Xinjiang territory profile
- 17 November 2016
- From the section Asia
China's largest province Xinjiang is bordered by eight countries including the former Soviet Central Asian republics, Mongolia, Afghanistan, Pakistan and India.
The region experienced a brief period of independence in the 1940s but China regained control after the Communists took power in 1949.
It is home to the Turkic-speaking Muslim Uighur minority who make up about 8 million of the province's 19 million people.
Rich in natural resources, economic development in the region has been accompanied by large-scale immigration of Han Chinese.
Many Uighurs complain of discrimination and marginalisation by the Chinese authorities.
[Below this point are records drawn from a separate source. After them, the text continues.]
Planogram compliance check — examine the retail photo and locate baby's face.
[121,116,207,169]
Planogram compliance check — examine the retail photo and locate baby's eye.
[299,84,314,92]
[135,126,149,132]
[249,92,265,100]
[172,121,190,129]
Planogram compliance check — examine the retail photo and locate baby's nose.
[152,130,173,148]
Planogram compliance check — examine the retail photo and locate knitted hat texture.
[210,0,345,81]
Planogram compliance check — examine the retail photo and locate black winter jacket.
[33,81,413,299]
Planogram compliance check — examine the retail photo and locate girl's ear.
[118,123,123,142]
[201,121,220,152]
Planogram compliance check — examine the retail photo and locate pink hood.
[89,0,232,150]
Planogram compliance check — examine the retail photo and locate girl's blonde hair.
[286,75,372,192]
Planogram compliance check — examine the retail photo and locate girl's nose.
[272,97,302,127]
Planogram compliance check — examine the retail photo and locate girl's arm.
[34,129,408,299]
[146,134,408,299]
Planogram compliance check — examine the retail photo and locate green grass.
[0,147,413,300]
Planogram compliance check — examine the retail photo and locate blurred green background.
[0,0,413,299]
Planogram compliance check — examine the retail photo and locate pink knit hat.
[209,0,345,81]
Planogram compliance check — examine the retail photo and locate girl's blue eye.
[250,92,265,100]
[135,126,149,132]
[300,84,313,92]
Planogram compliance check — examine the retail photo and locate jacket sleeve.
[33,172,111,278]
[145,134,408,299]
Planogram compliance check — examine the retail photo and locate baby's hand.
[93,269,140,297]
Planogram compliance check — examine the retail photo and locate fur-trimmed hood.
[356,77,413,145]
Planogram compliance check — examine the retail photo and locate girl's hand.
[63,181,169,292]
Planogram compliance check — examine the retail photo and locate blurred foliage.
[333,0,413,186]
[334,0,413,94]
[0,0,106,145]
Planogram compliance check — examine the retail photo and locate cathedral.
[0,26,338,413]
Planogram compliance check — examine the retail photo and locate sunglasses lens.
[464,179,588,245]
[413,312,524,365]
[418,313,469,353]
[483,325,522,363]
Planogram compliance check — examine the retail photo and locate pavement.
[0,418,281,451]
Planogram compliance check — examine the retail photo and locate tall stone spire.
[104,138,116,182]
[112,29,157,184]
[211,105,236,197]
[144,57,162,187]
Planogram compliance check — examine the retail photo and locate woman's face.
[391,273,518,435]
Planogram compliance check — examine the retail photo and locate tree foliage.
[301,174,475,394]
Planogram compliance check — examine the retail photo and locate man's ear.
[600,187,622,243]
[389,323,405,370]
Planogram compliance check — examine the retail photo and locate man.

Anti-Han and separatist sentiment has become more prevalent since the 1990s, flaring into violence on occasion.
Xinjiang's media are tightly controlled by the local Communist Party and government. The Urumqi People's Broadcasting Station and the Xinjiang People's Broadcasting Station run radio and television broadcasts in Chinese, Uighur and minority languages.
Major state-run newspapers include the Chinese-language Xinjiang Economic Daily.
The authorities imposed a months-long shutdown of internet access in Xinjiang following the violent unrest in July 2009. Bloggers, netizens and website managers were "singled out for repression", Reporters Without Borders said.